Participation : mobilisation dans le camp rose-vert, dans les villes et parmi les personnes ayant un niveau de formation élevé

Les votantes et les votants qui se réclament du camp rose-vert, qui ont un niveau de formation et un revenu élevés ou qui vivent dans les centres urbains ont été particulièrement nombreux à prendre part aux votations du 27 septembre 2020. La forte mobilisation de ces groupes de population a eu un impact sur les résultats du scrutin.

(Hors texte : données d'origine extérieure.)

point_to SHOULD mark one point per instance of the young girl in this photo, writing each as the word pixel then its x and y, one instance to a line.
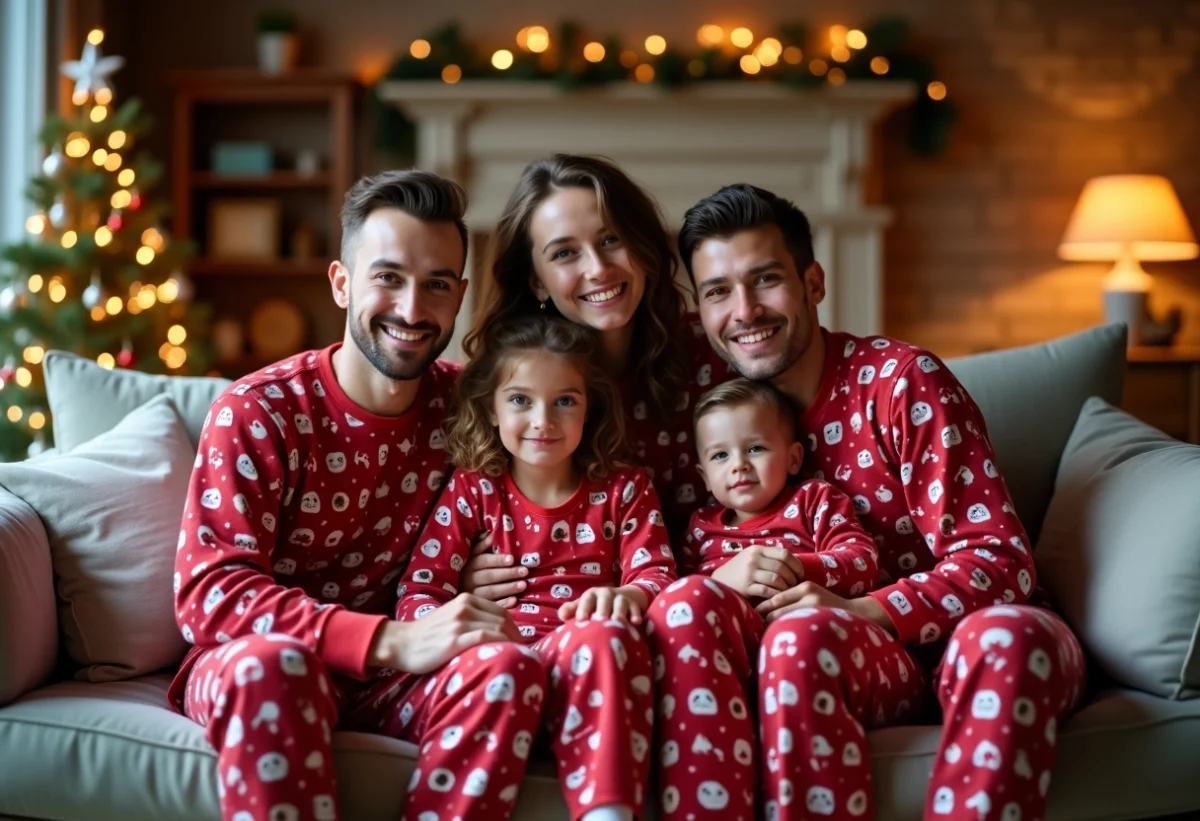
pixel 535 439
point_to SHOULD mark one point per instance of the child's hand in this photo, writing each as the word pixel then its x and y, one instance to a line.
pixel 603 603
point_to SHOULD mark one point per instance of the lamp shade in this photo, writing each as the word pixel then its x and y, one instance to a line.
pixel 1128 215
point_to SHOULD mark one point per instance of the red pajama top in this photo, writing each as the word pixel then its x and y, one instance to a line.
pixel 815 521
pixel 610 533
pixel 894 430
pixel 303 509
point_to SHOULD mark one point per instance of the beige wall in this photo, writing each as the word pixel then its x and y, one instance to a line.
pixel 971 257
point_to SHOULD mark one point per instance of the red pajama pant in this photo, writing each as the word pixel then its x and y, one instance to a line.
pixel 270 706
pixel 825 677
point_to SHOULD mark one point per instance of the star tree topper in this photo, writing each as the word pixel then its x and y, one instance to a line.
pixel 91 71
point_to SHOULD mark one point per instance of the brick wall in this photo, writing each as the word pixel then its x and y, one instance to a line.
pixel 1050 93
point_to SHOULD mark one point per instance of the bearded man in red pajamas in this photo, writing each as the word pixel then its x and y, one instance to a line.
pixel 313 479
pixel 953 623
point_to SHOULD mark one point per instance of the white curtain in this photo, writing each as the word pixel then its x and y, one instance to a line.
pixel 22 106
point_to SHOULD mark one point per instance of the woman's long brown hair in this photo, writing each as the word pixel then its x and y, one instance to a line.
pixel 659 365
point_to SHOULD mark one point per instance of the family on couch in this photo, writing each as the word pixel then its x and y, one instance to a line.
pixel 519 555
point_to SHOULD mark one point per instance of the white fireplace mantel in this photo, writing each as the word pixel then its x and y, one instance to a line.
pixel 815 147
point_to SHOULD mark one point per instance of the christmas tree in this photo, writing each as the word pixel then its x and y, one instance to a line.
pixel 97 275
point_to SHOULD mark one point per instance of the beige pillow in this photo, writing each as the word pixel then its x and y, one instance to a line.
pixel 87 400
pixel 112 509
pixel 1121 550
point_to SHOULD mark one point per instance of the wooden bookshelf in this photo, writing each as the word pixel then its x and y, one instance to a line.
pixel 300 111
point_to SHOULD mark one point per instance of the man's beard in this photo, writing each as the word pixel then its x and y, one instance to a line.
pixel 409 366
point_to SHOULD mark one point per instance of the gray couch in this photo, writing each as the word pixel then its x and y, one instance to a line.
pixel 75 749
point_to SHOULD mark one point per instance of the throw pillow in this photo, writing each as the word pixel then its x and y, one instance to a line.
pixel 87 400
pixel 1031 396
pixel 112 509
pixel 1121 550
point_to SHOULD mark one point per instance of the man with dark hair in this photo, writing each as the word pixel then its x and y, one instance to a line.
pixel 311 484
pixel 953 618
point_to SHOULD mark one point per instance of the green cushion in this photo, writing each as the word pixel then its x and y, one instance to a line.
pixel 87 400
pixel 1030 399
pixel 1121 550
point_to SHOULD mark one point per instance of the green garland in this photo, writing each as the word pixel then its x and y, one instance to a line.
pixel 563 63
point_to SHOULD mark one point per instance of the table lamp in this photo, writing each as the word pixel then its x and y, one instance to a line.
pixel 1129 219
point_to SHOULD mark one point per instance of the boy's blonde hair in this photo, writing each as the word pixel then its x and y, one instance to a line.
pixel 737 393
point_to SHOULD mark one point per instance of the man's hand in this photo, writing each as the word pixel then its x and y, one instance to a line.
pixel 492 576
pixel 809 594
pixel 760 573
pixel 424 646
pixel 622 603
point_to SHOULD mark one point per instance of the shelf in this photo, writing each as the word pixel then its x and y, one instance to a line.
pixel 264 183
pixel 207 267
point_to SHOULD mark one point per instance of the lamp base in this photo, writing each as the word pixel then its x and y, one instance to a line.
pixel 1128 307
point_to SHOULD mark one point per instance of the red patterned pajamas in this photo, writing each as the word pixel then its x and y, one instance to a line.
pixel 826 676
pixel 270 706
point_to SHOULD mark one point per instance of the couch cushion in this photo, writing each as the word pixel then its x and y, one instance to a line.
pixel 112 509
pixel 87 400
pixel 1121 550
pixel 1031 396
pixel 114 750
pixel 29 625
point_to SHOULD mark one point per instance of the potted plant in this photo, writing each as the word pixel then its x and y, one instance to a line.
pixel 277 42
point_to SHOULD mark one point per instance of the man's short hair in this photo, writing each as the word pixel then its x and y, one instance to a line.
pixel 423 195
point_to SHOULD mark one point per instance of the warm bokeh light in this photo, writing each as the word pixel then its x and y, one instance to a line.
pixel 742 37
pixel 711 35
pixel 502 59
pixel 538 40
pixel 168 292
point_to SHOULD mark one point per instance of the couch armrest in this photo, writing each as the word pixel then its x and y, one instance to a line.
pixel 29 624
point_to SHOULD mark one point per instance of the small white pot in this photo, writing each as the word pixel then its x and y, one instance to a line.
pixel 277 52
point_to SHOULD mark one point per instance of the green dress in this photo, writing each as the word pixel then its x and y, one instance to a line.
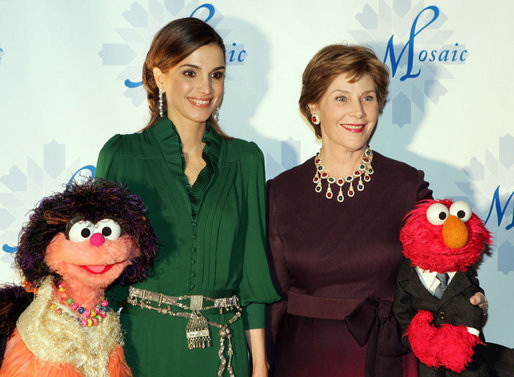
pixel 212 242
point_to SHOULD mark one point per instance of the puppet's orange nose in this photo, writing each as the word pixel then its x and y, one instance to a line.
pixel 455 233
pixel 97 239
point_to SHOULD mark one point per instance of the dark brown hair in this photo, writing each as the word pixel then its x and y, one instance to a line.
pixel 333 60
pixel 172 44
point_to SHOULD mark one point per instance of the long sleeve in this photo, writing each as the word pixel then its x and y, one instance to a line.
pixel 106 166
pixel 279 268
pixel 256 287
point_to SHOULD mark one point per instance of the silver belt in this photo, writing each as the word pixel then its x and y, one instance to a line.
pixel 197 329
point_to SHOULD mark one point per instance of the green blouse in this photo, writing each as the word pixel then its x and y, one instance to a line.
pixel 212 242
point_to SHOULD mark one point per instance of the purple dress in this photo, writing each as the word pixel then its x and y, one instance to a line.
pixel 332 259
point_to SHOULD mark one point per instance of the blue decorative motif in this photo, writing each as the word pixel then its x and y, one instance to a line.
pixel 417 64
pixel 145 22
pixel 20 190
pixel 492 191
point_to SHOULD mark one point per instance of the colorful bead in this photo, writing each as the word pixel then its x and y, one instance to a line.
pixel 89 317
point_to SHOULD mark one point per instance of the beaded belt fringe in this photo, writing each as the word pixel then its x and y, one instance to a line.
pixel 197 329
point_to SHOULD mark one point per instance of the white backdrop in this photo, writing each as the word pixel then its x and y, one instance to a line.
pixel 67 68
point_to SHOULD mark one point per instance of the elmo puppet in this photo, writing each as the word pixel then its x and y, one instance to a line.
pixel 442 239
pixel 75 245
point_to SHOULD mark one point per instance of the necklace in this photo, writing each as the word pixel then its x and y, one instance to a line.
pixel 86 318
pixel 363 172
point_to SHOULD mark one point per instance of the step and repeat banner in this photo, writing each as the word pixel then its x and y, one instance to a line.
pixel 70 78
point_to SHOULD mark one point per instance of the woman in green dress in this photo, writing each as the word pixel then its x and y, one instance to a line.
pixel 205 194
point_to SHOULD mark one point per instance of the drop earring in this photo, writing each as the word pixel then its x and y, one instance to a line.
pixel 161 106
pixel 315 119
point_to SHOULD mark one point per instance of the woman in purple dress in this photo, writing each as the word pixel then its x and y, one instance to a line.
pixel 336 260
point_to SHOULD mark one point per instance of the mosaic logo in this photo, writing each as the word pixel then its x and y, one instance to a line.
pixel 20 190
pixel 492 188
pixel 418 60
pixel 144 23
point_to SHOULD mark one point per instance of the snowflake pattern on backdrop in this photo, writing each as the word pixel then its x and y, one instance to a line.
pixel 491 189
pixel 144 23
pixel 21 190
pixel 396 22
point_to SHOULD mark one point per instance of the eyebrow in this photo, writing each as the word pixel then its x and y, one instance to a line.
pixel 349 92
pixel 198 67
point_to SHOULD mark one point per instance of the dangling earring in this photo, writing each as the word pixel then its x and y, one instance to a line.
pixel 161 110
pixel 315 119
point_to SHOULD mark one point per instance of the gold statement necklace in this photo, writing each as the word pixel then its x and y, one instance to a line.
pixel 363 173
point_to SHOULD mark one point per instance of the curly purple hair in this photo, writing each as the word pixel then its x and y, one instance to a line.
pixel 92 200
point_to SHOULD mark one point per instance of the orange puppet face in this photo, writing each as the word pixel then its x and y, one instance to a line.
pixel 93 254
pixel 442 236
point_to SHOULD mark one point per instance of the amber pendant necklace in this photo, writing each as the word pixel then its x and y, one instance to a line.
pixel 363 173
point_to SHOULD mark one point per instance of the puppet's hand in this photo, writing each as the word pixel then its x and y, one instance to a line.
pixel 456 346
pixel 421 334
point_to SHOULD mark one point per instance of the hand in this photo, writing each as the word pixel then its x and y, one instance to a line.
pixel 480 300
pixel 260 370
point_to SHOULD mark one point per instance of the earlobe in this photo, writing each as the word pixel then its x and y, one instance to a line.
pixel 158 77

Lors de la votation du 27 septembre 2020, le peuple suisse était appelé à se prononcer sur cinq objets : l’initiative populaire « Pour une immigration modérée », la modification de la loi sur la chasse, la modification de la loi fédérale sur l’impôt fédéral direct, la modification de la loi sur les allocations pour perte de gains et l’acquisition de nouveaux avions de combat. L’initiative populaire a été rejetée tout comme la modification de la loi sur la chasse et l’augmentation des déductions fiscales pour enfants. L’acquisition des nouveaux avions de combat et le congé de paternité de deux semaines ont en revanche été acceptés.

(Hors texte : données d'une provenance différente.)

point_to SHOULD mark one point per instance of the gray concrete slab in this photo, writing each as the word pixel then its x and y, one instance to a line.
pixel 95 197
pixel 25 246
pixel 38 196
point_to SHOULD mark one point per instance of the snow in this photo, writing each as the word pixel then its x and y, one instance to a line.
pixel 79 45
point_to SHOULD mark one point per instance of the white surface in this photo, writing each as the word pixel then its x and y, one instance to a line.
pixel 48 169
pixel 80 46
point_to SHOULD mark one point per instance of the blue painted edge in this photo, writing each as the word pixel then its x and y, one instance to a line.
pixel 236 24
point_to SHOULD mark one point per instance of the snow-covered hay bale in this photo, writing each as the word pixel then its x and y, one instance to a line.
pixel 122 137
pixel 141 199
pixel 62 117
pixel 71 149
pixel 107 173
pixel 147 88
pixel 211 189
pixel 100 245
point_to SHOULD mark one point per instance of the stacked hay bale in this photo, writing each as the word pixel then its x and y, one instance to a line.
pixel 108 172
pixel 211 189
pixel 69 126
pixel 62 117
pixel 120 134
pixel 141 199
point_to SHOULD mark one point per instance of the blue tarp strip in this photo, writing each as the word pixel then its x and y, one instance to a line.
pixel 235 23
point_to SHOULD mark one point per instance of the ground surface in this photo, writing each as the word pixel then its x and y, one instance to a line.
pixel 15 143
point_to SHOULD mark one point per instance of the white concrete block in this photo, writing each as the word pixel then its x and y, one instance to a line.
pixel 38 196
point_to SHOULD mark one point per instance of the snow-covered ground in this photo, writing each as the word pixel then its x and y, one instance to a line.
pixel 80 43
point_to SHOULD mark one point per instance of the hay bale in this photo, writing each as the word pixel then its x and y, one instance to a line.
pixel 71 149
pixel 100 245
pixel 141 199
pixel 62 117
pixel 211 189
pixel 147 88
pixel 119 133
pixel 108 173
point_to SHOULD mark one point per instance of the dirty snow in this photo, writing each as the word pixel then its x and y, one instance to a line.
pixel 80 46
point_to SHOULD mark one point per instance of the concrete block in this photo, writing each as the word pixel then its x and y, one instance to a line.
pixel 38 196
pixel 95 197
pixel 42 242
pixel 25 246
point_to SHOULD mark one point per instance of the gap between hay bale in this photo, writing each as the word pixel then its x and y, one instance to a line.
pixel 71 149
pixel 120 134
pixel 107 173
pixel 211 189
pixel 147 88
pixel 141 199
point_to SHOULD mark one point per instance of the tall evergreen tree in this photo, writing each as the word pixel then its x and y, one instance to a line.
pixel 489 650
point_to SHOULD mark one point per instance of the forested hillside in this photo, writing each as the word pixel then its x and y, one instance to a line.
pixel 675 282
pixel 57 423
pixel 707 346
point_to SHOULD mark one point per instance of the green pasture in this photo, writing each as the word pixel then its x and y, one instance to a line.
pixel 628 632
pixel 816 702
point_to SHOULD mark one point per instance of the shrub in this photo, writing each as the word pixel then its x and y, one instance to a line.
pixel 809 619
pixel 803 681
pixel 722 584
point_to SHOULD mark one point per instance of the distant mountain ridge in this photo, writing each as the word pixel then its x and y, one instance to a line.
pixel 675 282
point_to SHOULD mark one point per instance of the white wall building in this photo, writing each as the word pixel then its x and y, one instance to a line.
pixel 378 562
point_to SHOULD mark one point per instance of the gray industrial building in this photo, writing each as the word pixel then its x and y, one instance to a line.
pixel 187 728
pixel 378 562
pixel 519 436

Citation : Thomas Milic, Alessandro Feller et Daniel Kübler (2020). Enquête VOTO relative à la votation populaire fédérale du 27 septembre 2020. ZDA, FORS, LINK : Aarau/Lausanne/Lucerne.

Interlocuteurs :

  • Questions sur le contenu de l’enquête : Dr. Thomas Milic, 079 600 82 36, thomas.milic@zda.uzh.ch

Enquêtes VOTO
Les enquêtes VOTO sont un projet commun de l’institut de recherche FORS, du Centre d’études sur la démocratie Aarau ZDA et de l’institut de sondage LINK. Elles sont financées par la Chancellerie fédérale suisse. Depuis l’automne 2016, la Confédération confie la réalisation des enquêtes à la communauté VOTO, qui a pris le relais des sondages VOX.

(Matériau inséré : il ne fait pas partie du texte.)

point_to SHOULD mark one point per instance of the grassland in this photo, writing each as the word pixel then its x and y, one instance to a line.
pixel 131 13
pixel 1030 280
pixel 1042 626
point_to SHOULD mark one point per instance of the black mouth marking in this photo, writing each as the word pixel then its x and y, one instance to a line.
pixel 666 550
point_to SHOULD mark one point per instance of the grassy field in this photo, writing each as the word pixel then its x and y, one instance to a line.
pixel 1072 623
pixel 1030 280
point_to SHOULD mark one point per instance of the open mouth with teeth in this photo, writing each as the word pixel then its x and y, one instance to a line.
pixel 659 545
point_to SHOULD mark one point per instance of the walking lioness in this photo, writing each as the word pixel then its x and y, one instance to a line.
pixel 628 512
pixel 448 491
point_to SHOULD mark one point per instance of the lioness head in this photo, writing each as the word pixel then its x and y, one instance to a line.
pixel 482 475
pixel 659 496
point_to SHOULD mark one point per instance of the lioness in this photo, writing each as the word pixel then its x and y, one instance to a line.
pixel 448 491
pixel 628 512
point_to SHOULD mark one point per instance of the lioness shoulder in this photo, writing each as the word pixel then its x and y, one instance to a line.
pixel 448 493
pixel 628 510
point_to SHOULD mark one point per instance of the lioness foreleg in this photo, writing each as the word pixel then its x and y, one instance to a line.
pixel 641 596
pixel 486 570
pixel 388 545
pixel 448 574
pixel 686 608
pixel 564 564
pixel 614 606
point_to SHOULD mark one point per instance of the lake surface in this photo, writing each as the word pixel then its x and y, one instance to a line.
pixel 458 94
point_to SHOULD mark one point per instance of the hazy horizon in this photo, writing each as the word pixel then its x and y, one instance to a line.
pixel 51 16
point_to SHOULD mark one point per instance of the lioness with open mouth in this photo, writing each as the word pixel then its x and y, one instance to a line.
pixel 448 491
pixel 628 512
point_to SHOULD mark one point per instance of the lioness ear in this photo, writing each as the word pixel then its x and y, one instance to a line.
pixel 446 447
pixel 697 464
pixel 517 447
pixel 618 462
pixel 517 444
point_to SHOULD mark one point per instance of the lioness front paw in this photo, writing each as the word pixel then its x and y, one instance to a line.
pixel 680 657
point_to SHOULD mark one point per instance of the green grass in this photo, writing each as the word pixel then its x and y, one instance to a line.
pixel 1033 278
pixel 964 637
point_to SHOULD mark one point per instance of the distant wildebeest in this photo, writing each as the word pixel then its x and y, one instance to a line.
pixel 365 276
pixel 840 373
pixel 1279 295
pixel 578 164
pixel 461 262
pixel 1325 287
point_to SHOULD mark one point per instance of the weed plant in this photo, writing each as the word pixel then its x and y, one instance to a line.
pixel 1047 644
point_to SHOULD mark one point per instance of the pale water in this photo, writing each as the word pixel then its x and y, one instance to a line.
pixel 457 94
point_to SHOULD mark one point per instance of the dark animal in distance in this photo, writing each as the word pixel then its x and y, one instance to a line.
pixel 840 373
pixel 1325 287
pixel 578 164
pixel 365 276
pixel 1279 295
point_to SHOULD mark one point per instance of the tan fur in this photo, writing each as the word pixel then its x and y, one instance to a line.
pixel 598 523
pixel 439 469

Cette enquête a été réalisée par téléphone auprès de votantes et votants, sélectionnés de manière aléatoire. La formulation des questions, les enquêtes ainsi que l’analyse des données relèvent de la responsabilité exclusive de VOTO. Tous les rapports, questionnaires et les données brutes assorties d’informations complémentaires sur le système de collecte sont accessibles librement à des fins scientifiques sur www.voto.swiss/fr ou sur le portail d’archives de FORS forsbase.unil.ch.